The midrash continues with examples of wisdom preserving life operationally. Rabbi Yochanan ben Zakkai survived the siege of Jerusalem through clever wordplay. Rabbi Yosei bar Yasin used halakhic knowledge to help his student navigate a difficult situation at sea. Rabbi Meir avoided Roman capture by pretending to eat pig. Bar Kappara used metaphorical language to announce the death of Rabbi Yehuda HaNasi without triggering the townspeople's vow to kill any messenger of the bad news. Each story illustrates that wisdom preserves the life of its possessors not abstractly but through specific deployable capability.

The two passages converge on the same kind of operational claim. Words and wisdom are not commentary on action. They are operational. The fool's words bring down generations. The wise person's words and the supporter's resources preserve lives. The structural symmetry is sharp. The mechanism is the same. The direction differs.

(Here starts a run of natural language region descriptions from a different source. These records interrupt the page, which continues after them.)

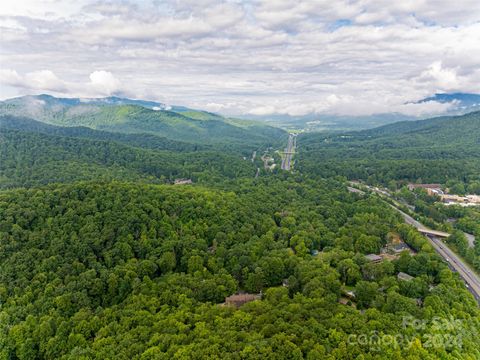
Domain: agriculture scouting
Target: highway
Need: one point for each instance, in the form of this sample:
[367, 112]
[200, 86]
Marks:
[289, 151]
[472, 280]
[455, 262]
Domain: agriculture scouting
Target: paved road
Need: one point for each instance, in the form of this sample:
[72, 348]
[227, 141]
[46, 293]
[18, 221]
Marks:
[288, 153]
[455, 262]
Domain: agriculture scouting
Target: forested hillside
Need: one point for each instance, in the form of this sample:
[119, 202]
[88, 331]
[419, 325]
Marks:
[130, 116]
[130, 271]
[434, 150]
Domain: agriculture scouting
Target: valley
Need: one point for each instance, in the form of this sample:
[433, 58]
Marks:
[119, 243]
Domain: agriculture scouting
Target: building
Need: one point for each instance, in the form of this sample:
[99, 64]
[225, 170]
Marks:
[432, 189]
[238, 300]
[374, 258]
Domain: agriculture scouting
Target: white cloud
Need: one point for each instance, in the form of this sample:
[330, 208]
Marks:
[259, 57]
[104, 82]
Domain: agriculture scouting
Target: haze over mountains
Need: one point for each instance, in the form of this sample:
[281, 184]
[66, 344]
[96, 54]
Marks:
[458, 103]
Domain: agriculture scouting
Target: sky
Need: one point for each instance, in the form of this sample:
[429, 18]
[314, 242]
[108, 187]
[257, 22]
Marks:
[344, 57]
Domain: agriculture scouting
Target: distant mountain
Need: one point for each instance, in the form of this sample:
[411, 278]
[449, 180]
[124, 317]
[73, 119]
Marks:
[115, 114]
[461, 103]
[146, 141]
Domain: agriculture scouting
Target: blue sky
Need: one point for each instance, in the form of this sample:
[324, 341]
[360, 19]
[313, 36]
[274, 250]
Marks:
[253, 57]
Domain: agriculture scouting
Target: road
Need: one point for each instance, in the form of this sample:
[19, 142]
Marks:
[471, 239]
[289, 151]
[472, 280]
[455, 262]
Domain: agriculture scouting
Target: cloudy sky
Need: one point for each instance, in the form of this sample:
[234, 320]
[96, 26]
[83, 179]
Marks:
[245, 57]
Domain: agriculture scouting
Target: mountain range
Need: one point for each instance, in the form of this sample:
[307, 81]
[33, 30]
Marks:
[460, 103]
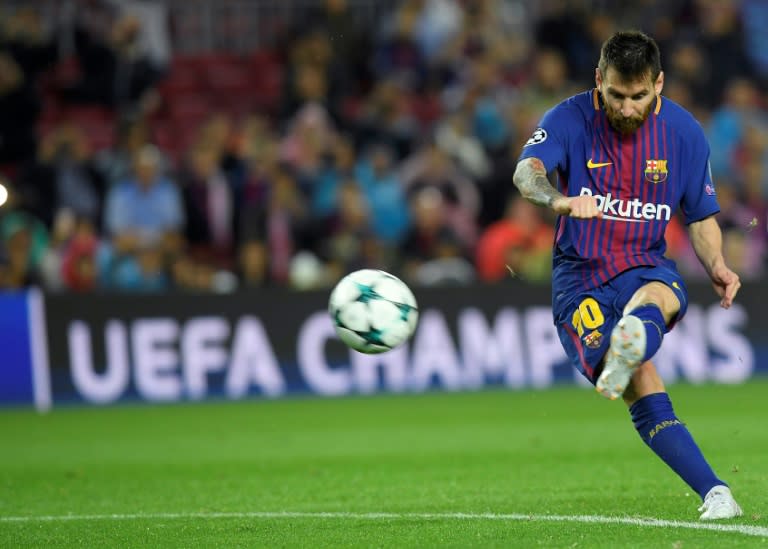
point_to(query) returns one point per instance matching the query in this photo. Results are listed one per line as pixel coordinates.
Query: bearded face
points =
(627, 103)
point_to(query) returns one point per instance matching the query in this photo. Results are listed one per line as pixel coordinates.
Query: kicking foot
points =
(719, 504)
(624, 356)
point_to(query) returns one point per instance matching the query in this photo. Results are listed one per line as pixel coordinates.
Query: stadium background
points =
(294, 141)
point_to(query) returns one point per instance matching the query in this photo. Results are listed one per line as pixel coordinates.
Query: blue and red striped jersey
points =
(640, 181)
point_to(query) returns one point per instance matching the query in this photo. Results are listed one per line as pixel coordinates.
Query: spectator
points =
(144, 218)
(432, 251)
(114, 72)
(67, 173)
(518, 245)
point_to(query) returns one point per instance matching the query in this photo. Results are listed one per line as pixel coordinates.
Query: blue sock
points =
(668, 437)
(655, 327)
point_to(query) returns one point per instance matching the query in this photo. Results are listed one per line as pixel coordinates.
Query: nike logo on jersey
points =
(629, 210)
(592, 165)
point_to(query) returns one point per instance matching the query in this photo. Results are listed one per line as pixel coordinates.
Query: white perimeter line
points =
(38, 336)
(759, 531)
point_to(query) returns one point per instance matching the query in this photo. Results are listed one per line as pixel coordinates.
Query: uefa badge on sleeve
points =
(539, 136)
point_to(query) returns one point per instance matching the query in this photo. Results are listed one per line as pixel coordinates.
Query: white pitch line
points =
(758, 531)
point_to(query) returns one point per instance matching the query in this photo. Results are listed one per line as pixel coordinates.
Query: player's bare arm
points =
(531, 179)
(707, 241)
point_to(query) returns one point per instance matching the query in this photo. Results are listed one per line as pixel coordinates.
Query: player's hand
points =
(726, 284)
(579, 207)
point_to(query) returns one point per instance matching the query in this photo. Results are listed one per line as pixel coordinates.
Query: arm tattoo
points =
(531, 179)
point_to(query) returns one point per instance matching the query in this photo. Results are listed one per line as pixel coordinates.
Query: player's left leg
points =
(669, 438)
(637, 336)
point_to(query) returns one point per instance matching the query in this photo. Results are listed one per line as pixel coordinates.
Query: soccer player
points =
(615, 163)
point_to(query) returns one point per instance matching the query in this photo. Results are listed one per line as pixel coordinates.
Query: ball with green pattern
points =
(373, 311)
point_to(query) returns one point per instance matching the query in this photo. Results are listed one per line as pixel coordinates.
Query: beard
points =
(625, 125)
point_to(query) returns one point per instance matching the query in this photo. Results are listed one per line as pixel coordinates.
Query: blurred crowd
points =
(389, 144)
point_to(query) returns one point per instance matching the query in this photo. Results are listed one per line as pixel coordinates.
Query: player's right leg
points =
(669, 438)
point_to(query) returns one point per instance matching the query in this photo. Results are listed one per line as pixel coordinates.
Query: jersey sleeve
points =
(549, 141)
(699, 199)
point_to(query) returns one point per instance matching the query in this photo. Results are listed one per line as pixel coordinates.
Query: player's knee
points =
(659, 294)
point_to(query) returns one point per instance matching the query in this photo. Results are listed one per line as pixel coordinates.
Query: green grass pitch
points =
(556, 468)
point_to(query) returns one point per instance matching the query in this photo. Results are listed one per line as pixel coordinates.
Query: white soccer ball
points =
(373, 311)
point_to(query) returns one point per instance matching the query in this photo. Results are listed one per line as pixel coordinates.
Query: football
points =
(373, 311)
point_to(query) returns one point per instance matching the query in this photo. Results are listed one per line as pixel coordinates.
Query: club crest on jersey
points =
(593, 339)
(539, 136)
(656, 170)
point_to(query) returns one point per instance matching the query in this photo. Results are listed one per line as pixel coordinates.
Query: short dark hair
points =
(632, 54)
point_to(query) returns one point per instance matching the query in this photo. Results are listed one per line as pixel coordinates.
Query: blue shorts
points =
(585, 322)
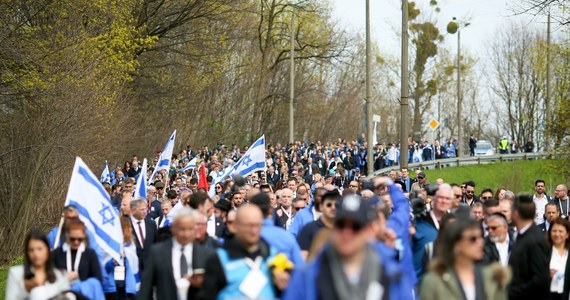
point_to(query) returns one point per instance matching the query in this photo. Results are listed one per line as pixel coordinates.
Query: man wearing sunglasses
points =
(328, 212)
(349, 267)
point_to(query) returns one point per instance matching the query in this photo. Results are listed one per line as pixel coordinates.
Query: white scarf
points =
(67, 250)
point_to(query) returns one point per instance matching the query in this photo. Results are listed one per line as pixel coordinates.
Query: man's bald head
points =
(248, 224)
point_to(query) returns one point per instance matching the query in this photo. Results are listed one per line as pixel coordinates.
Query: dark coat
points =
(566, 291)
(490, 252)
(158, 271)
(529, 262)
(150, 239)
(89, 266)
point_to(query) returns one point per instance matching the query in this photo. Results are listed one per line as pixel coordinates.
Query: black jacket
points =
(566, 291)
(158, 271)
(490, 252)
(215, 277)
(88, 265)
(149, 240)
(529, 262)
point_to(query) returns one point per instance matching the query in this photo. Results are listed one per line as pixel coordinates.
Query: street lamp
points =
(455, 27)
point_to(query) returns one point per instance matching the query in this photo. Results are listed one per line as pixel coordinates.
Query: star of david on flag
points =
(93, 203)
(252, 161)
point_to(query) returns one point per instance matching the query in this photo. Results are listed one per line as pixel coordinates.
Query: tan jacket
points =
(436, 287)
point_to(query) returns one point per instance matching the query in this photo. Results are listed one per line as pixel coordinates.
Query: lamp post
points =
(369, 129)
(292, 77)
(404, 91)
(455, 27)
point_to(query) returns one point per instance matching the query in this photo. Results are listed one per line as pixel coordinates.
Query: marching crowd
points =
(310, 227)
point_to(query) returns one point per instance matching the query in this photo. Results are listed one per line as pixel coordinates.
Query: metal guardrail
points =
(465, 161)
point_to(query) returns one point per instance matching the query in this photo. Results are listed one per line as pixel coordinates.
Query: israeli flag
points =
(95, 210)
(140, 190)
(191, 165)
(252, 161)
(165, 156)
(105, 175)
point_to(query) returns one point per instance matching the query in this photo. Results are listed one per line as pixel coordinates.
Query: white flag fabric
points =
(165, 156)
(252, 161)
(95, 210)
(191, 165)
(140, 190)
(106, 175)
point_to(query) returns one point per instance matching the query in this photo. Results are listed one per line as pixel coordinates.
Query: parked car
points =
(484, 148)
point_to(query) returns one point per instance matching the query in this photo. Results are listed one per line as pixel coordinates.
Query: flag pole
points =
(58, 236)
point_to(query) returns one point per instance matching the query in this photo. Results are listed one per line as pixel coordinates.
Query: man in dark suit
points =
(551, 213)
(144, 229)
(201, 202)
(529, 256)
(176, 266)
(271, 176)
(499, 242)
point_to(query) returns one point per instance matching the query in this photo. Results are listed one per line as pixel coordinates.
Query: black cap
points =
(354, 208)
(223, 205)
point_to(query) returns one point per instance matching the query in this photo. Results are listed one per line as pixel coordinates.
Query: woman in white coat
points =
(37, 278)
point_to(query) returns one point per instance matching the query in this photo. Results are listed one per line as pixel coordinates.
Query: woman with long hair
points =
(125, 285)
(38, 277)
(559, 266)
(75, 256)
(454, 273)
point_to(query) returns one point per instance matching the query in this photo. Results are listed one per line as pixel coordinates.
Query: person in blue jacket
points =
(308, 214)
(276, 236)
(349, 267)
(392, 231)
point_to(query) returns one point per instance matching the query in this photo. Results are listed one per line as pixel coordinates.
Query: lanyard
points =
(567, 206)
(253, 265)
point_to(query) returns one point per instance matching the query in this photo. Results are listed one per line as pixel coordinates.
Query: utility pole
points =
(547, 104)
(369, 129)
(404, 92)
(459, 100)
(292, 77)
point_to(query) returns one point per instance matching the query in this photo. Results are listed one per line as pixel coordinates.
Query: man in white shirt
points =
(175, 267)
(540, 199)
(498, 243)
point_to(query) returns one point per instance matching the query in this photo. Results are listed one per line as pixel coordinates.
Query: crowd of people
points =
(312, 226)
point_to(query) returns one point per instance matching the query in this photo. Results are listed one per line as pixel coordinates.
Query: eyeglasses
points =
(355, 227)
(473, 238)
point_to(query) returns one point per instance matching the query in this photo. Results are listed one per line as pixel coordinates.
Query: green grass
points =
(517, 176)
(4, 275)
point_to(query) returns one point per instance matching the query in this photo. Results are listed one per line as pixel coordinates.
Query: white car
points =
(484, 148)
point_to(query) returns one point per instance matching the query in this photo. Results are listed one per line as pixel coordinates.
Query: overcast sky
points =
(485, 16)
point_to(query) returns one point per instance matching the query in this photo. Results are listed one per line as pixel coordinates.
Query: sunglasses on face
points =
(350, 225)
(473, 238)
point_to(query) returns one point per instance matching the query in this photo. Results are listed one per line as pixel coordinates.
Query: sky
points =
(486, 17)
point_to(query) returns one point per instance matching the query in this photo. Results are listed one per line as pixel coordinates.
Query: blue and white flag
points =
(106, 175)
(191, 165)
(95, 210)
(252, 161)
(165, 156)
(140, 189)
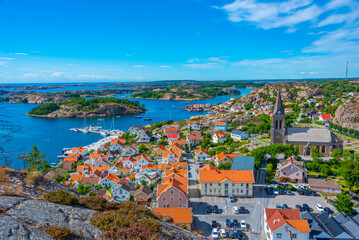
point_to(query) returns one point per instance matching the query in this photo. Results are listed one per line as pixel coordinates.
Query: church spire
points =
(278, 107)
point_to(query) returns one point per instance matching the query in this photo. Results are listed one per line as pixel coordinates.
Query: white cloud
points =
(56, 74)
(32, 75)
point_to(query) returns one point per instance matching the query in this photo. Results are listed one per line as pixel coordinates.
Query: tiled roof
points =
(236, 176)
(179, 215)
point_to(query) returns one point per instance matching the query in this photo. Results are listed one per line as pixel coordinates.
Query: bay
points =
(52, 135)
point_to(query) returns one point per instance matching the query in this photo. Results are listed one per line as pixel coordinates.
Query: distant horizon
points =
(165, 80)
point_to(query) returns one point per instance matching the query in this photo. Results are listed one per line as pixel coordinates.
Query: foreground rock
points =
(347, 114)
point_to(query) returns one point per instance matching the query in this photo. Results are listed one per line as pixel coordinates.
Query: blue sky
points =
(139, 40)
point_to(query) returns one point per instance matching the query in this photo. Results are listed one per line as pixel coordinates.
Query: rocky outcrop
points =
(27, 218)
(109, 109)
(347, 114)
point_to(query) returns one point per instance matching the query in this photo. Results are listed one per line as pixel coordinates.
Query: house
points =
(171, 156)
(121, 192)
(201, 155)
(220, 126)
(195, 125)
(80, 150)
(129, 151)
(90, 181)
(219, 137)
(173, 192)
(325, 118)
(243, 163)
(324, 185)
(180, 216)
(143, 136)
(294, 170)
(239, 135)
(109, 181)
(194, 138)
(224, 158)
(143, 194)
(172, 136)
(215, 182)
(285, 224)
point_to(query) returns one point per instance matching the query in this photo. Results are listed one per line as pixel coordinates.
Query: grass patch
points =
(58, 233)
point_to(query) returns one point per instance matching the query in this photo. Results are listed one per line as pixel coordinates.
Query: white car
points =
(243, 224)
(215, 233)
(320, 207)
(235, 210)
(223, 232)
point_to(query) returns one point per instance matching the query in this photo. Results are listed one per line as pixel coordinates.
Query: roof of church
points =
(320, 135)
(278, 104)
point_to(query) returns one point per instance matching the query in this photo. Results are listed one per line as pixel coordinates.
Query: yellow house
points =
(215, 182)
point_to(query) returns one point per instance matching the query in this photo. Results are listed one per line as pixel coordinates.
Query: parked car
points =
(240, 234)
(299, 207)
(215, 233)
(235, 210)
(320, 207)
(223, 232)
(231, 234)
(235, 223)
(215, 209)
(328, 210)
(242, 210)
(214, 224)
(243, 224)
(228, 222)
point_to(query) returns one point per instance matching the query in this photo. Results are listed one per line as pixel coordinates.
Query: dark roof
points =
(278, 104)
(330, 225)
(243, 163)
(348, 223)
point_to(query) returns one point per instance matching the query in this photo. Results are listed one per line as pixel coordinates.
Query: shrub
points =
(61, 197)
(32, 177)
(129, 221)
(96, 203)
(58, 233)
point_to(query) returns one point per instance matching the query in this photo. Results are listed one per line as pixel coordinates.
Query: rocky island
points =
(95, 107)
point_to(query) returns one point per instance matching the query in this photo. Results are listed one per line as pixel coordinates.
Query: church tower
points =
(278, 122)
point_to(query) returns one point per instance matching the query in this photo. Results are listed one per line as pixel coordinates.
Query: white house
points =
(201, 155)
(285, 224)
(239, 135)
(195, 125)
(219, 137)
(122, 192)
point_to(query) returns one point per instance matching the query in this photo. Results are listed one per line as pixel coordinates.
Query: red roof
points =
(172, 135)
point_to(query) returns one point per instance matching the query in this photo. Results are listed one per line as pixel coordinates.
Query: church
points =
(321, 138)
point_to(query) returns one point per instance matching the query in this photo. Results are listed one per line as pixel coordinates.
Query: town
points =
(275, 179)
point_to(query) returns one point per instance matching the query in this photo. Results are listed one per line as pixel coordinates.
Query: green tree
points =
(344, 203)
(35, 160)
(336, 153)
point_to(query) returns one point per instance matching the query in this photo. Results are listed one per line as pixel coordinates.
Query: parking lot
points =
(203, 220)
(294, 199)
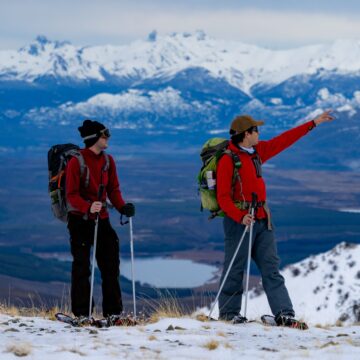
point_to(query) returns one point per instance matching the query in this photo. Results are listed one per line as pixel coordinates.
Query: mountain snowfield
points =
(173, 338)
(324, 288)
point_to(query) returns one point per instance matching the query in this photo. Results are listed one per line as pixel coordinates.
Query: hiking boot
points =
(83, 320)
(120, 320)
(238, 319)
(227, 316)
(289, 321)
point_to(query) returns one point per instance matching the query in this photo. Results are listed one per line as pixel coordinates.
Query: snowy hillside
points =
(324, 288)
(184, 338)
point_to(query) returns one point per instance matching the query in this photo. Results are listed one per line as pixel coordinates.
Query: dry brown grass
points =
(211, 345)
(19, 349)
(220, 333)
(166, 307)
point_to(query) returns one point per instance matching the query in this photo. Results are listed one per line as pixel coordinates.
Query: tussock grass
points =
(35, 306)
(166, 306)
(220, 333)
(19, 349)
(211, 345)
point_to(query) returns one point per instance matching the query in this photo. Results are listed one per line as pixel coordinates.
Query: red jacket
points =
(80, 197)
(249, 179)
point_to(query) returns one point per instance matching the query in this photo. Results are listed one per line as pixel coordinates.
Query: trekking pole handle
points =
(253, 200)
(101, 191)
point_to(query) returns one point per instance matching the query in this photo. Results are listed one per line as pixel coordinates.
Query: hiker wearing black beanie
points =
(86, 203)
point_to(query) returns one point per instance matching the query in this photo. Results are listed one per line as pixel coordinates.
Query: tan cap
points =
(244, 122)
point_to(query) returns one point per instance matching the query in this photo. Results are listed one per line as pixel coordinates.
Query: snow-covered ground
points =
(184, 338)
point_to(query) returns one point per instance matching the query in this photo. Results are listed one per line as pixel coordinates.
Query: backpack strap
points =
(106, 167)
(83, 167)
(237, 166)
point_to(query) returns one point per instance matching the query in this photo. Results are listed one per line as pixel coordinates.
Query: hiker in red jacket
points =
(235, 203)
(84, 204)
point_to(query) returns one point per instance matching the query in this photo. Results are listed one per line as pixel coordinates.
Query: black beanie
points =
(88, 128)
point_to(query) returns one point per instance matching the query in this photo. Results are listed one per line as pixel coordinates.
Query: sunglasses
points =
(105, 133)
(253, 129)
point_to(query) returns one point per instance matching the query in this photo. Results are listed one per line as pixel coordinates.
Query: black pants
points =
(107, 257)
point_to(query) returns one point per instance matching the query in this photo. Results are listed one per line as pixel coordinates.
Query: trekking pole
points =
(132, 264)
(100, 192)
(228, 271)
(253, 206)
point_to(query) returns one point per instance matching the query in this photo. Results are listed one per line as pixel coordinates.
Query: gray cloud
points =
(270, 23)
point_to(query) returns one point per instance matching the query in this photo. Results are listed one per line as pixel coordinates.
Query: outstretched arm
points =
(324, 117)
(270, 148)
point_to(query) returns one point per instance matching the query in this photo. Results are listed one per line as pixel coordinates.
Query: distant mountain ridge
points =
(241, 65)
(181, 83)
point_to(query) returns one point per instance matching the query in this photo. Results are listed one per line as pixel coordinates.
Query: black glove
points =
(128, 210)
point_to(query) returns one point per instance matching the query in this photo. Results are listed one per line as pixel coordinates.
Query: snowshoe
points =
(238, 319)
(120, 320)
(74, 321)
(284, 320)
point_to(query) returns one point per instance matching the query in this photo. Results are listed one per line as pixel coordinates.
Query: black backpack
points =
(58, 158)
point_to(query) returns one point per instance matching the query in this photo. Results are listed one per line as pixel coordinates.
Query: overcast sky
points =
(270, 23)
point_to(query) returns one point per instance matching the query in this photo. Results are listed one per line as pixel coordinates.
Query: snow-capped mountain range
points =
(182, 81)
(241, 65)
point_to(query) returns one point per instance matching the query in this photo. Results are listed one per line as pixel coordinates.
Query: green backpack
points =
(211, 152)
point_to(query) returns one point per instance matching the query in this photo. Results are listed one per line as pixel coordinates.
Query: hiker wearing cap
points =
(235, 199)
(82, 194)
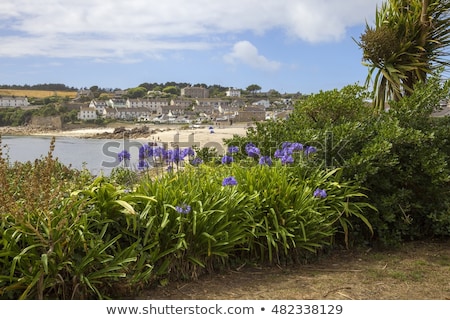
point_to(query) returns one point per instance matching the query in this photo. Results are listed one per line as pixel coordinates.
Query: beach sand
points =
(200, 136)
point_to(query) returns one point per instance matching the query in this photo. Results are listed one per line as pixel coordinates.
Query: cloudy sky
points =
(287, 45)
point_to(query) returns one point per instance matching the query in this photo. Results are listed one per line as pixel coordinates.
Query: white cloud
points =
(247, 53)
(67, 28)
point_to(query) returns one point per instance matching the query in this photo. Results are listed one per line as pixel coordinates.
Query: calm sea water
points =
(96, 155)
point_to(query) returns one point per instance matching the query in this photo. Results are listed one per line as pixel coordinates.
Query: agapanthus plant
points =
(229, 181)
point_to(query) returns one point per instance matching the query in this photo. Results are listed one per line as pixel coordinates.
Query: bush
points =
(400, 156)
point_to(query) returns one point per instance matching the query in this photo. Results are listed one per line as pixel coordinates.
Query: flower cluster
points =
(123, 155)
(252, 151)
(226, 159)
(184, 208)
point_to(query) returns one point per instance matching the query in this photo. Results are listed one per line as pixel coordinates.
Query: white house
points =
(264, 103)
(233, 93)
(14, 102)
(154, 105)
(140, 114)
(87, 113)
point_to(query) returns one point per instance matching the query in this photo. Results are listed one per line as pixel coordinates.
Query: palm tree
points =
(408, 42)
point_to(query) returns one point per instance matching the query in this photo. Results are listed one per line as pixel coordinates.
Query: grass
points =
(414, 271)
(37, 93)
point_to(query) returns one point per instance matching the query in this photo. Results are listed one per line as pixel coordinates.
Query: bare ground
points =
(415, 271)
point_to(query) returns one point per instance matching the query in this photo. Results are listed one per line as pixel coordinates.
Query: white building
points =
(233, 93)
(154, 105)
(87, 113)
(98, 105)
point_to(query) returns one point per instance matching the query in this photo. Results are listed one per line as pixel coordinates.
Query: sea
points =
(99, 156)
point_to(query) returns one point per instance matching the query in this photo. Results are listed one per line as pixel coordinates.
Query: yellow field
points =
(37, 93)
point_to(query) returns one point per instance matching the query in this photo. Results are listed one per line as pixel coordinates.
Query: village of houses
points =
(193, 106)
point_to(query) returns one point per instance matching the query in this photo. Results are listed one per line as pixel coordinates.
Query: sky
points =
(286, 45)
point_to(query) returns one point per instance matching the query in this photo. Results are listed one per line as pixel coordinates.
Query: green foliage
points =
(332, 107)
(408, 43)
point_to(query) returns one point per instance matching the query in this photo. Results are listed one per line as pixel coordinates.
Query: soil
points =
(414, 271)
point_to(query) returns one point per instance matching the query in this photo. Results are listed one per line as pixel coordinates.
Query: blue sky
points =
(287, 45)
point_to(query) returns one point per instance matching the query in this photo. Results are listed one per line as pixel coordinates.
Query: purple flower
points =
(123, 155)
(286, 159)
(265, 160)
(187, 152)
(253, 152)
(319, 193)
(309, 150)
(229, 181)
(184, 208)
(197, 161)
(226, 159)
(279, 153)
(142, 164)
(233, 149)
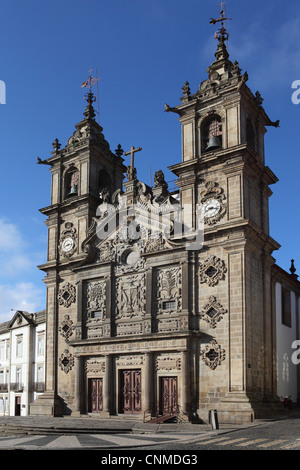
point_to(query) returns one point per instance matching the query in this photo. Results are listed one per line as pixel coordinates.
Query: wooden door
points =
(168, 402)
(96, 395)
(131, 391)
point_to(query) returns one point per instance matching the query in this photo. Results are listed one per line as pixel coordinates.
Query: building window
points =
(286, 317)
(211, 133)
(19, 348)
(71, 183)
(7, 350)
(41, 345)
(169, 305)
(250, 134)
(2, 350)
(18, 376)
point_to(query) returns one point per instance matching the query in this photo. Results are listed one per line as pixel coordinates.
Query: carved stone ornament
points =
(213, 203)
(67, 244)
(67, 295)
(213, 354)
(213, 312)
(66, 328)
(96, 298)
(169, 289)
(131, 296)
(95, 367)
(211, 271)
(169, 363)
(66, 361)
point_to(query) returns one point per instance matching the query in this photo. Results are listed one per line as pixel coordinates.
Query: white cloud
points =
(17, 258)
(10, 237)
(17, 269)
(272, 58)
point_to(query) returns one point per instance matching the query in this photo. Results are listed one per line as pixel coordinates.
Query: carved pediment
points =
(21, 319)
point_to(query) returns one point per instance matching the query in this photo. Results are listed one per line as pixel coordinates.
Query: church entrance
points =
(168, 396)
(130, 391)
(95, 395)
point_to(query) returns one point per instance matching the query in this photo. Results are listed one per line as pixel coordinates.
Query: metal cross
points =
(131, 153)
(90, 81)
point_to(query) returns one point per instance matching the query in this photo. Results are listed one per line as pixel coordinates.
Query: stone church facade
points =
(146, 318)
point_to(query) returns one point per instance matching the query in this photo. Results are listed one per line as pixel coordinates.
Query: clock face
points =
(211, 208)
(67, 244)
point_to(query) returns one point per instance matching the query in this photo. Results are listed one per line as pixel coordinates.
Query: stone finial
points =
(293, 270)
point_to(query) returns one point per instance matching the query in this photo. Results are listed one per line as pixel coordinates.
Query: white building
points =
(22, 362)
(287, 308)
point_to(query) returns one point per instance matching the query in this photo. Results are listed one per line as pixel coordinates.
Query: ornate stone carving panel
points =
(95, 309)
(66, 328)
(95, 366)
(130, 296)
(66, 361)
(212, 312)
(211, 271)
(168, 362)
(168, 283)
(96, 299)
(213, 354)
(67, 295)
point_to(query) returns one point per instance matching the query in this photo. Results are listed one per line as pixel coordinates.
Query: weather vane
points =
(90, 81)
(222, 32)
(89, 97)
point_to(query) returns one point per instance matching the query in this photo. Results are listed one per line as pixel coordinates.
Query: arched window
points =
(71, 182)
(211, 133)
(250, 134)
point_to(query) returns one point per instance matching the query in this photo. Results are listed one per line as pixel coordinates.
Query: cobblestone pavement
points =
(89, 441)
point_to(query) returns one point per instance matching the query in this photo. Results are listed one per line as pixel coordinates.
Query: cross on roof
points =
(131, 153)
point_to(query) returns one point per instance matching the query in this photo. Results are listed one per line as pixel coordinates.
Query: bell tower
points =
(223, 171)
(84, 174)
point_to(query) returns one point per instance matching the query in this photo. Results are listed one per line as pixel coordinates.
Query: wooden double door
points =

The midrash teaches that the reader's everyday speech and the reader's everyday support of Torah scholarship are not optional spiritual exercises. They are the operational inputs that produce the outcomes the midrash documents. The pattern that brought down the generation of the Flood is the same pattern that operates in any community whose speech tends toward arrogance. The pattern that elevated Shimon ben Shetach is the same pattern that operates in any community whose support of scholarship is genuine.

What the two passages leave for the reader to hold

The midrash trusts the reader to take both kinds of operational claim seriously. Their words have generational weight. Their support of wisdom has life-preserving weight. The two passages close with a composite image. A catalogue of arrogant utterances from the Flood through Belshazzar that triggered the structural ruin. A line of wisdom from Moses through Shimon ben Shetach to Bar Kappara that preserved life when properly paired with material support. A reader, situated within their own speech and their own giving, asked to align both with the patterns that the midrash documents as life-preserving rather than ruin-triggering.